Paragonati ai Tre Allegri Ragazzi Morti per il fatto di iniziare i concerti mascherati, ai Litfiba per il timbro di voce del cantante, ai Negrita per il loro approccio diretto, possiamo tranquillamente affermare che i Capobranco non somigliano a nessuno dei tre gruppi citati. Infatti sono bravi.
Il Grande Zoo è il loro nuovo maxi EP di sei tracce, una cavalcata all’inferno del sarcasmo, tanto bruciano i loro testi. Certo, qualcosina qua e là è rivedibile, soprattutto a livello testuale ma stiamo cercando i difetti nella Venere di Milo. Il grande zoo è un EP godibile e fresco, frutto di una band che si diverte tanto a suonare (questa è la percezione che si ha, chiara, durante l’ascolto). A metà tra il funk-rock dei Kutso e l’essere surreale di Giovanni Truppi, il Capobranco è una band senza baffi. Ragazzi, sono veramente euforico: questi qui non hanno i baffi, non si vestono da cretini, non si danno arie da chansonnier se poi scrivono per Luca Carboni e fanno anche musica bella.
“Il grande zoo” è la coerente evoluzione dell’album d’esordio. Se il filo conduttore del primo disco era infatti la sarcastica celebrazione dello spirito animale che, da dietro le quinte, contamina la personalità di ciascuno di noi, in questo lavoro il Capobranco alza la testa per osservare come i comportamenti umani, così come le relazioni e interazioni tra persone, non siano poi così diversi da quelli che si trovano nel resto del mondo animale. La civiltà in cui viviamo non è altro che un grande zoo in cui troviamo personaggi a dir poco strani, dal selfomane a quello che si esprime tramite citazioni, poco importa se non ha idea di chi sia l’autore fino al fonico, creatura mitologica metà uomo metà pippolini da girare in sala, che nella sua solitudine da fondo palco conviene sempre che sia meglio alzare il volume dell’amplificatore della chitarra, magari copre gli errori della band.
C’è spazio anche per i sentimenti in questo EP e “Miele di vespa” ne è l’esempio lampante.

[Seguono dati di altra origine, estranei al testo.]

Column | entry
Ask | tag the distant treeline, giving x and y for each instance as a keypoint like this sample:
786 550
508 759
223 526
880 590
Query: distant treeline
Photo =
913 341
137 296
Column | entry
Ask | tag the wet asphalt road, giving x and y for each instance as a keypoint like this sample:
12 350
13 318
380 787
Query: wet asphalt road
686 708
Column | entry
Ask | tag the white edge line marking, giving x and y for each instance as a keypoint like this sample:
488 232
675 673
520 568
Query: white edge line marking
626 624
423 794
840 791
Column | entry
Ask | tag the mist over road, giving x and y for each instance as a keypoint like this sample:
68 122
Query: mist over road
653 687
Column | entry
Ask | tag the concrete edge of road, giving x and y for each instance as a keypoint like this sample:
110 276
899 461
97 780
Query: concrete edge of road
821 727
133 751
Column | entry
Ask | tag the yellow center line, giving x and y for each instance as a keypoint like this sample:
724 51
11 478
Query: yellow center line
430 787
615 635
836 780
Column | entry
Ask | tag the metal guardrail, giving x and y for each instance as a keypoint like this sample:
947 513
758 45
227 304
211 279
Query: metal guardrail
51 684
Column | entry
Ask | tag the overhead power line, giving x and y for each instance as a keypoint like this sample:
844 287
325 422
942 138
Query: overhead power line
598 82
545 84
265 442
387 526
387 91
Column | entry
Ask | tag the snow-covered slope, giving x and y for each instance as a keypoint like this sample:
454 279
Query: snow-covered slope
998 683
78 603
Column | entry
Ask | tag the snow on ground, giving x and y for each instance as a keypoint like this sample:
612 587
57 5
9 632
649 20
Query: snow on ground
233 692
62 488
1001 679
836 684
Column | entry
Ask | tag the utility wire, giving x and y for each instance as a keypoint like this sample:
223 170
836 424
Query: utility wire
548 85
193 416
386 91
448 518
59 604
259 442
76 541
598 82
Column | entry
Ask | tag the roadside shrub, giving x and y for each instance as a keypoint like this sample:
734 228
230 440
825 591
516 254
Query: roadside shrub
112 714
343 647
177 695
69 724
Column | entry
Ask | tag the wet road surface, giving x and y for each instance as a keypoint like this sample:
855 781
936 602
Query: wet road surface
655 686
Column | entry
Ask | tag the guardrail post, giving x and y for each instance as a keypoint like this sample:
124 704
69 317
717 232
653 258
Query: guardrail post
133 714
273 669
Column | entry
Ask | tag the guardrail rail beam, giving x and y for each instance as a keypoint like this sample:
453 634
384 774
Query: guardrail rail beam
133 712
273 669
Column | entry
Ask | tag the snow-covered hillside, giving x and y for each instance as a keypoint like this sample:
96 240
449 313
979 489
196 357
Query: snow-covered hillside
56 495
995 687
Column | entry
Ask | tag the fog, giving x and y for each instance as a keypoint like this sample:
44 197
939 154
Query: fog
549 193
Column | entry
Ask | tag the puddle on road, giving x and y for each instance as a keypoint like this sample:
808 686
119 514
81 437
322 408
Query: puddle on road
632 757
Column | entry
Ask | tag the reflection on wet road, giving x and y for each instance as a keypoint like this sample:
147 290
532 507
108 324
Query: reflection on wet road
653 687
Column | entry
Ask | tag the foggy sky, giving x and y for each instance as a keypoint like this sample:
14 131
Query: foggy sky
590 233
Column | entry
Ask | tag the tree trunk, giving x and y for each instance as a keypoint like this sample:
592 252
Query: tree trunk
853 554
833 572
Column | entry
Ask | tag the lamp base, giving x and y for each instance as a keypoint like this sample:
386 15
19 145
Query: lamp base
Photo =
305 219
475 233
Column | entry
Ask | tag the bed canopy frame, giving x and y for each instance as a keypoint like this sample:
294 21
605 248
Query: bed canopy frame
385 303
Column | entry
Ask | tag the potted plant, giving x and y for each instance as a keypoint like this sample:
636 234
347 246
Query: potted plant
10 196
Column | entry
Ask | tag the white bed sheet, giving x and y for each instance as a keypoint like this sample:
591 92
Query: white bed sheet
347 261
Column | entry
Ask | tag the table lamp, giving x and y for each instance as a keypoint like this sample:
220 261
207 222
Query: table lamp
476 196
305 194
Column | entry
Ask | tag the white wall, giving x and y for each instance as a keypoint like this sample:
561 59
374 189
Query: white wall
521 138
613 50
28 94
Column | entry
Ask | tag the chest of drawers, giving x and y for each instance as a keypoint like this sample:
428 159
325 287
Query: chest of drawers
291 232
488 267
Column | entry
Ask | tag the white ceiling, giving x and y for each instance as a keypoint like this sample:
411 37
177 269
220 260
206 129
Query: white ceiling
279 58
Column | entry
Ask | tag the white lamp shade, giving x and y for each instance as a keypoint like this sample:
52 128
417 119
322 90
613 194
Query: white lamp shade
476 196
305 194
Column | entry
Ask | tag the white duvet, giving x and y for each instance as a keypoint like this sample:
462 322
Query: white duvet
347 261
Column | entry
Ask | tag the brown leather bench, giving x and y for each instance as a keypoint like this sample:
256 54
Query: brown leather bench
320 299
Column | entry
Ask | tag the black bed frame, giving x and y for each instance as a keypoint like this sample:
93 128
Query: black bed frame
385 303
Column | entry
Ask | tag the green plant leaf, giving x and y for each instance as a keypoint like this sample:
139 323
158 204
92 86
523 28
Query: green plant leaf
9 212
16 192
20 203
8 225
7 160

A mio parere la maturità sta anche nel chiamare le cose col proprio nome, e lo so che siamo tutti traumatizzati dal binomio cuore-amore, ma ogni tanto bisogna anche chiamare le cose col proprio nome. Dal nome del brano pensavo chissà che, invece è una gradevole ballad, che sarebbe stata ancor più gradevole con un nome meno teen. Il colpo di genio però sta nell’avere un gruppo rock, dichiarare lucidamente che il rock è fuori moda (quando dici che fai rock, pensano cover rock) ma farlo usando le sonorità che aveva il rock l’ultima volta che era di moda, nella british invasion dell’indie di circa dieci anni fa.
Non avevo mai dedicato così tanto tempo e spazio ad un EP su queste pagine virtuali, e se l’ho fatto è solo perché sono completamente abbacinato da questo gruppo. Prendete nota, scrivete sulle vostre Moleskine “ascoltare il Capobranco” e fatelo, non ve ne pentirete. O comunque tenetene in conto il nome, ve lo troverete davanti molto presto. A meno che il rock non vada definitivamente fuori moda.